Phil's Masters confidence comes from past triumphs

By Jason SobelApril 8, 2014, 9:03 pm

AUGUSTA, Ga. – There are times when Phil Mickelson starts brooding while competing here at Augusta National Golf Club. Perhaps he can’t pull off one of his patented holy-cow-did-you-see-that?! shots. Or maybe he isn’t able to convince a short putt to drop into the cup. And so, like any of us trying desperately to play better golf, he becomes rattled. He loses his composure. He gets frustrated.

Then he turns to his longtime caddie, Jim “Bones” Mackay, who always offers up the perfect reminder.

“He'll say, ‘Remember, you've already won this thing,’” the three-time Masters champion said Tuesday. “And it's a good point.”
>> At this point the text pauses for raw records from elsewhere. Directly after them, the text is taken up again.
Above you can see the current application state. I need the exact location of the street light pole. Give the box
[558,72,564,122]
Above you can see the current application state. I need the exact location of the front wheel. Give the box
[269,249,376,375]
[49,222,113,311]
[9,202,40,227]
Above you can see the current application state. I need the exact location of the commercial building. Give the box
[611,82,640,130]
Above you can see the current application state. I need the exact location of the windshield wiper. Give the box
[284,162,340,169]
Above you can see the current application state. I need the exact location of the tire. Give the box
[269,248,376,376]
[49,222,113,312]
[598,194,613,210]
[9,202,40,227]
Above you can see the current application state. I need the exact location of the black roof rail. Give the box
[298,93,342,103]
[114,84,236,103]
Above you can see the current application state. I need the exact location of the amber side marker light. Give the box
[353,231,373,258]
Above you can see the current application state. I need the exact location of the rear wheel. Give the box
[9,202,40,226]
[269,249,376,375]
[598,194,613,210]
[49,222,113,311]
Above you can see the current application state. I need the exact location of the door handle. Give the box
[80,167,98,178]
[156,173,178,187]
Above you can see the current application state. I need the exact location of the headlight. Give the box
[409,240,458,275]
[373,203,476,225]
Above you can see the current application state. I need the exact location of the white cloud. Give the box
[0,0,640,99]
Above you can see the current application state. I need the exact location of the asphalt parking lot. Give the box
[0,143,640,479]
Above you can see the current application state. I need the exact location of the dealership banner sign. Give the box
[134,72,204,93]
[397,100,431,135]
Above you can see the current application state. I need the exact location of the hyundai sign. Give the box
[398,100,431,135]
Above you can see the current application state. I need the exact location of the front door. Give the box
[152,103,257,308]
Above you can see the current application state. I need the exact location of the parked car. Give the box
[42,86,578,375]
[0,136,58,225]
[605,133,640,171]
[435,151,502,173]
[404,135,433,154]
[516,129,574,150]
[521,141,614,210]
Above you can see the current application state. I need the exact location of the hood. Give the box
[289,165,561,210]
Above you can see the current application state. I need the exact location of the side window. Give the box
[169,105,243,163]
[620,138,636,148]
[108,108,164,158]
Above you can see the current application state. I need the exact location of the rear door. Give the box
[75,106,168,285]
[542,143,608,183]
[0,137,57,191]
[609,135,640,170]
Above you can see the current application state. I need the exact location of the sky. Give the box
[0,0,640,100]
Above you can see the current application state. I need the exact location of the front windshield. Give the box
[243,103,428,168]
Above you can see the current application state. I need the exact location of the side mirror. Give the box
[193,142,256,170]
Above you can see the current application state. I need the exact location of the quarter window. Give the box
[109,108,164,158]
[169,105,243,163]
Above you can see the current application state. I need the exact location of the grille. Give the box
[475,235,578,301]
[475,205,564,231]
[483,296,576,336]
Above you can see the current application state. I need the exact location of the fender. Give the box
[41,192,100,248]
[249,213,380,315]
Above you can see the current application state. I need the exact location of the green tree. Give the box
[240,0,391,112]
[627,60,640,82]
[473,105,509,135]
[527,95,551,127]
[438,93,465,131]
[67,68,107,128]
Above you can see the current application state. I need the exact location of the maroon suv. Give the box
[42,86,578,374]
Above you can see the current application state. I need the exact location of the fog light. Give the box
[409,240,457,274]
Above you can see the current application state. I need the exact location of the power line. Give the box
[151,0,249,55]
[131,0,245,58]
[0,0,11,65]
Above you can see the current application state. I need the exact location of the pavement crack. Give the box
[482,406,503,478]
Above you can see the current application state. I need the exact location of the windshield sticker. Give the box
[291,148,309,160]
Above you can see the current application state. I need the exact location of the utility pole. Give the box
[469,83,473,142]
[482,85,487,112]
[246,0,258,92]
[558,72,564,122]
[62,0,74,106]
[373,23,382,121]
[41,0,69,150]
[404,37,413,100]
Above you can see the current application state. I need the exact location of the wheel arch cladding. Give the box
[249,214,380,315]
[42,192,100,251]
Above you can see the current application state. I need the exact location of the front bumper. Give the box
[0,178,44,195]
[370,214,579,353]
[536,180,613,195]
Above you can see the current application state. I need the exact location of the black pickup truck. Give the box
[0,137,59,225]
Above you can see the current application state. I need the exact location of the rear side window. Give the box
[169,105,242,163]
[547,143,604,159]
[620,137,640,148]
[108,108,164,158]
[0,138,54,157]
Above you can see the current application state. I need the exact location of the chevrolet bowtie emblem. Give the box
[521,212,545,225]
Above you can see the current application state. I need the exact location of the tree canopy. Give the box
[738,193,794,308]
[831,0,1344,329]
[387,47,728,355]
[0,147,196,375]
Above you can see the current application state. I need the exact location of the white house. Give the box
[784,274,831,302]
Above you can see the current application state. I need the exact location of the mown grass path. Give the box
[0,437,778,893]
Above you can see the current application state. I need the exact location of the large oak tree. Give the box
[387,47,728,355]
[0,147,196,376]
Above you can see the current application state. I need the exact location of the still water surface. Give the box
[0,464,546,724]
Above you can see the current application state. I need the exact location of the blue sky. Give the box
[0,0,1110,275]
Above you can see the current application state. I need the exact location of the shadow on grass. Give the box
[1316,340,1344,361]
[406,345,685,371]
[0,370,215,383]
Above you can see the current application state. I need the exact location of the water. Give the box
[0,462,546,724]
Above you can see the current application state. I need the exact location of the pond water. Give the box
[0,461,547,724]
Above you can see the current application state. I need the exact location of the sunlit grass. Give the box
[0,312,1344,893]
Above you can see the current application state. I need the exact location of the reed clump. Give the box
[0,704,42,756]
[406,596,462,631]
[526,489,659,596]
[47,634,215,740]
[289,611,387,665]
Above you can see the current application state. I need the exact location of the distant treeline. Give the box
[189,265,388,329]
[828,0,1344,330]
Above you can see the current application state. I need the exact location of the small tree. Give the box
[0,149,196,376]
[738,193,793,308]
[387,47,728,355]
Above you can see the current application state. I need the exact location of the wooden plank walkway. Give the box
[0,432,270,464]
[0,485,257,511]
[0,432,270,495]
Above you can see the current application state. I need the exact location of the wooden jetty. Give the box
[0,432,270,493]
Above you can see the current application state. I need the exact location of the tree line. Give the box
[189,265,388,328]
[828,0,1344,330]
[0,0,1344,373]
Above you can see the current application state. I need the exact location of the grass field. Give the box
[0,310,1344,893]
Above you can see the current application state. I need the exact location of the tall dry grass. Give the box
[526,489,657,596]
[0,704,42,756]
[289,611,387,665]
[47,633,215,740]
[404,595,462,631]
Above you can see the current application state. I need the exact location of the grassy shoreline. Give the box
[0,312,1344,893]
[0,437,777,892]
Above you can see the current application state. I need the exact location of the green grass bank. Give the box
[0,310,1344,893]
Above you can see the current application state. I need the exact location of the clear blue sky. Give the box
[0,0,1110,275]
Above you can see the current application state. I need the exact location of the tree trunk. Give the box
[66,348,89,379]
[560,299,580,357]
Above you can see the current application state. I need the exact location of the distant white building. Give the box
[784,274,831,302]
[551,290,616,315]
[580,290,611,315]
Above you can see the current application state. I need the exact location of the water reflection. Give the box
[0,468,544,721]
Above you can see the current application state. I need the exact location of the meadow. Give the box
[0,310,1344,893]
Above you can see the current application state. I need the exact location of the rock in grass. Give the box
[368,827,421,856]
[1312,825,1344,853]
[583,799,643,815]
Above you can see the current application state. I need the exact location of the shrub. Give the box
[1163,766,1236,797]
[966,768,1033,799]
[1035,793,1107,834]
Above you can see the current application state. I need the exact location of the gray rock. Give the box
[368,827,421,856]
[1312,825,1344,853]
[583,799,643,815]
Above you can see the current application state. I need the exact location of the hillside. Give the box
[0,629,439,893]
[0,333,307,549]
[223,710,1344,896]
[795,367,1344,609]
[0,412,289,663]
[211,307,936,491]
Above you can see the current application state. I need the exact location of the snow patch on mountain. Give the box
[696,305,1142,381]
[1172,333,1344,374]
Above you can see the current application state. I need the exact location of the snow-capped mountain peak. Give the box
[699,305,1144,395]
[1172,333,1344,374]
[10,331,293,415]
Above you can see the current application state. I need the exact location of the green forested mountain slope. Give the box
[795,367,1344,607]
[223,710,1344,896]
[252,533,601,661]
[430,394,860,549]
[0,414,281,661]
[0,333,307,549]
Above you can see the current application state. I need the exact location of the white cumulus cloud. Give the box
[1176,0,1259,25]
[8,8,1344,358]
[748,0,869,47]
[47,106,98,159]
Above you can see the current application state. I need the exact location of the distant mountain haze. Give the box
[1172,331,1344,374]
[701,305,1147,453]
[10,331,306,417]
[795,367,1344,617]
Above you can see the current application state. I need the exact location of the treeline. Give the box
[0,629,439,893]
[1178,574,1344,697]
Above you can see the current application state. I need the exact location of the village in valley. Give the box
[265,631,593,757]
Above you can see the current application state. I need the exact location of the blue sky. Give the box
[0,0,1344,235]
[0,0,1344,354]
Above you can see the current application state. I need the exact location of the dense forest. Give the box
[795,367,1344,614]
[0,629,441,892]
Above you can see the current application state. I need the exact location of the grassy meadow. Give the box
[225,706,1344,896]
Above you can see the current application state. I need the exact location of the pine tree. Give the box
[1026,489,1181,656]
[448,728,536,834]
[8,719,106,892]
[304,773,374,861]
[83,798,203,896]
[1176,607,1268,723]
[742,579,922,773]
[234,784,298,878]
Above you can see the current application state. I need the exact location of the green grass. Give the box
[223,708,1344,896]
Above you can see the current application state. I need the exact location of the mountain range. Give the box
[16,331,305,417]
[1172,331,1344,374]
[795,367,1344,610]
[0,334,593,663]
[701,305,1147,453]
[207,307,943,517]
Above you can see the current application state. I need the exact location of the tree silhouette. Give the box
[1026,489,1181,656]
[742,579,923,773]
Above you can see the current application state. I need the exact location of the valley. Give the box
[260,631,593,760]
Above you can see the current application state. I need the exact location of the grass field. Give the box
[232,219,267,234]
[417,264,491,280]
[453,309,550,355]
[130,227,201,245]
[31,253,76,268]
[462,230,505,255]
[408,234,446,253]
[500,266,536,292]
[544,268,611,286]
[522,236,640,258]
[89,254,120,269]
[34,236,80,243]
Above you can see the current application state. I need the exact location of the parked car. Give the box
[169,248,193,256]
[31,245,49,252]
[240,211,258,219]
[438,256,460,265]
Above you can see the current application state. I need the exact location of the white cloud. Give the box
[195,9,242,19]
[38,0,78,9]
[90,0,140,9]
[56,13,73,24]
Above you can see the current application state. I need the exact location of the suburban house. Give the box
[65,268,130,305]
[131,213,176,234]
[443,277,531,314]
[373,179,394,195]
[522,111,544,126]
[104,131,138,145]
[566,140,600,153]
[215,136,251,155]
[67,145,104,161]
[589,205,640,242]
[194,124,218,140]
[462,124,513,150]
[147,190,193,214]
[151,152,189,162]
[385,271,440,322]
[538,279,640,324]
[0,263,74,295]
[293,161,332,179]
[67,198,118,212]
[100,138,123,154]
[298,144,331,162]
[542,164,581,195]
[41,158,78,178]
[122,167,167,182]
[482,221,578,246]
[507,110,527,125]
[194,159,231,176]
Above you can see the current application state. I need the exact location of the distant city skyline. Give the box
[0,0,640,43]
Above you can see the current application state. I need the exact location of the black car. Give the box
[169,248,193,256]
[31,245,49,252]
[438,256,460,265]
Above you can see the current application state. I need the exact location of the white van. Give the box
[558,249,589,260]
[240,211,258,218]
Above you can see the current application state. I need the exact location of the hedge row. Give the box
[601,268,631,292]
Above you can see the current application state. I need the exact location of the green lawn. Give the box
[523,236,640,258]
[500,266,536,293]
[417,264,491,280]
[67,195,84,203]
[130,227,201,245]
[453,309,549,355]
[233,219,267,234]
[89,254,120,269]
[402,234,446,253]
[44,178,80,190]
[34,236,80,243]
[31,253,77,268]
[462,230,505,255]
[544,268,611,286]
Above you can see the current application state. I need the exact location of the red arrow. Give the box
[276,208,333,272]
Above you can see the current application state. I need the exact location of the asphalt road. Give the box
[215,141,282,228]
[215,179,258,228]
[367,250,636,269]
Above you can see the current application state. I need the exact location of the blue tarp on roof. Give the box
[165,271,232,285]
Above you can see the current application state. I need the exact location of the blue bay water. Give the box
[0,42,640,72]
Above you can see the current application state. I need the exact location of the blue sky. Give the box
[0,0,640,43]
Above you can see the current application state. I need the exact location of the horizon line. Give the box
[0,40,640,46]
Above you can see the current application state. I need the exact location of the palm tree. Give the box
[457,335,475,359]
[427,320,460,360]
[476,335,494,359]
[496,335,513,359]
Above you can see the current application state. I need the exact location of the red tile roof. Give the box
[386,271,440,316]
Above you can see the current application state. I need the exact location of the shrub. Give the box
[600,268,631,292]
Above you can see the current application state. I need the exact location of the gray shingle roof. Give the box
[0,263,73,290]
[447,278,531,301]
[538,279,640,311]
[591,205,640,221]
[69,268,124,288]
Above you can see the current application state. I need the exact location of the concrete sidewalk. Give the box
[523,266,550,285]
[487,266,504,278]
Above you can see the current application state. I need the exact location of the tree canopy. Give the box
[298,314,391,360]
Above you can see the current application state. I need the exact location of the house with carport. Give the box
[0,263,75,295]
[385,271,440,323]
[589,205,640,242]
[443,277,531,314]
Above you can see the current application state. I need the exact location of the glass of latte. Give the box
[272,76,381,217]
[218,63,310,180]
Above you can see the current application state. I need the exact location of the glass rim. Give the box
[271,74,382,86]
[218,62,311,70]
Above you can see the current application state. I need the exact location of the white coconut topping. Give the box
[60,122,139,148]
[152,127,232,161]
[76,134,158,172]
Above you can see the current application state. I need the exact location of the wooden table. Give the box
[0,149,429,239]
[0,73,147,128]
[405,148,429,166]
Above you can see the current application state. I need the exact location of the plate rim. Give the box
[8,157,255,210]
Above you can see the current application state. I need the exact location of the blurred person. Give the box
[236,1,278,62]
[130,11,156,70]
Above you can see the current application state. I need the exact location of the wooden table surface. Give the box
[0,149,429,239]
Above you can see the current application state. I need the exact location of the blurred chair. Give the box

There’s a sense within the game that while anyone – OK, almost anyone – can win a major, it’s much more difficult to win more than one. This is the standard by which we separate the legends from the one-hit wonders. This is the line of demarcation between superstars and fleeting stars.

The numbers help support these claims. In the history of the four major championships, 133 players have won exactly one title, while only 77 have won multiple titles. The gap is even wider at the Masters, which has featured 32 one-time winners and just 15 multiple champs.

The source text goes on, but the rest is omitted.